LONDON, UK: Zenith Energy Ltd. (LSE: ZEN; OSE: ZENA), the international energy production and development company, has announced that it has signed a binding memorandum of understanding (MOU) with Jala Capital Investments, LLC, a company incorporated in the State of Texas, to acquire a 90% interest in an oil and gas lease in Crockett County, Texas.
The lease covers approximately 320 acres of land from surface down to a depth of about 800 metres, located in the southern section of the Midland Basin, a subbasin of the Permian Basin. The lease gives Zenith the opportunity to develop production from the San Andres formation, a prolific carbonate formation in the Permian Basin in Texas and New Mexico.
The lease is situated in the southern section of the Farmer Field, which has produced over 34 million barrels of oil since 1950 from about 1,000 wells drilled in leases adjoining the property. Nine wells have historically been drilled in the property, with neighbouring properties recording sustained material production.

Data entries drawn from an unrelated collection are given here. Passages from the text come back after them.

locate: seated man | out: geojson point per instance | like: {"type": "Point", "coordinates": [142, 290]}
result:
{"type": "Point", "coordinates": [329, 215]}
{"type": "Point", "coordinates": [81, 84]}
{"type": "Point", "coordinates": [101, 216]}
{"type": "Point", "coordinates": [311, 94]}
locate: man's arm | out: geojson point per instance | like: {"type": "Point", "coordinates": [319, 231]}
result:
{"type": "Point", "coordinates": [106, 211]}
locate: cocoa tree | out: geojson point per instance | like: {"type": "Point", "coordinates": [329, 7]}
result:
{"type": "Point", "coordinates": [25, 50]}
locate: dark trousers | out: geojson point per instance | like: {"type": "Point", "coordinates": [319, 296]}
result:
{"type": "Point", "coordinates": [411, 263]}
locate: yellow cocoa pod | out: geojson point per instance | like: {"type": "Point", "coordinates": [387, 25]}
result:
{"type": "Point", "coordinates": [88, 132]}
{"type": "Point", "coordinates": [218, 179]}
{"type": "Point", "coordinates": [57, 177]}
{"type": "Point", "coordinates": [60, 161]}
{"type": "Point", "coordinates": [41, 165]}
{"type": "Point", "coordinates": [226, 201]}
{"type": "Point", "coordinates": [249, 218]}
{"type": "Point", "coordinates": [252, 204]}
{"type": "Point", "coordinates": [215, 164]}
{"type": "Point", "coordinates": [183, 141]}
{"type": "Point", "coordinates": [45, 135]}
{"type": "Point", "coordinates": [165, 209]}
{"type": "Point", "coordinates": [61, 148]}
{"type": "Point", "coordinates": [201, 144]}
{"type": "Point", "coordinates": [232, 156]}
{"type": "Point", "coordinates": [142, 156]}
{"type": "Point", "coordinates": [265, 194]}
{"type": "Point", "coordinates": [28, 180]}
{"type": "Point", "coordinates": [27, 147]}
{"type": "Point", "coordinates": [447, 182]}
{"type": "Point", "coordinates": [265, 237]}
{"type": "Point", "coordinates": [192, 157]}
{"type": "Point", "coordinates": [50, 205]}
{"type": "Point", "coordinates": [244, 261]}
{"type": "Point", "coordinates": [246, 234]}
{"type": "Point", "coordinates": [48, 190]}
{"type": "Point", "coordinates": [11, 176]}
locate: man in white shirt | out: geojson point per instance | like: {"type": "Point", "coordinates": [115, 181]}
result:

Zenith has confirmed its intention to operate the property and conduct oil and gas extraction and exploration activities. The consideration for the MOU is US$50,000, which includes the sale of oil surface equipment such as a battery of oil tanks and oil separation equipment.
The seller will retain a carried 10% interest in respect of all drilling and completion work necessary for the first two wells to be drilled. The seller has agreed to pay its proportionate share of all subsequent drilling and completion work to be performed, as well as its share of ongoing operating costs, including workovers.
Zenith intends to use a highly experienced third-party local drilling contractor to conduct drilling activities. The drilling and completion of each well is expected to require a total budget of approximately US$500,000, with an estimated potential production output of about 60 barrels of oil per day for each well.
Zenith will commission a Competent Person’s Report in compliance with Canadian securities laws, specifically the COGE Handbook and National Instrument 51-101 – Standards of Disclosure for Oil and Gas Activities – to obtain an updated reserves evaluation for the property.
The first well is planned to be drilled by the end of 2023. Drilling and cementing activities are expected to take less than seven days, with subsequent potential stimulation and testing work to be performed, as well as the installation of any required infrastructure to manage potential production from the wellsite.
Andrea Cattaneo, Chief Executive Officer of Zenith Energy, commented: “We are pleased to be gaining increasing momentum in our USA acquisition campaign. The goal is to complete acquisitions with significant production upside potential, having performed a comprehensive due diligence exercise, to maximise our development as a successful revenue generating energy production business. The USA is proving a highly attractive jurisdiction for Zenith in view of the lack of bureaucracy and other factors that have historically delayed our progress elsewhere. The acquisition of the property in Texas should enable Zenith to achieve material additional production revenues.”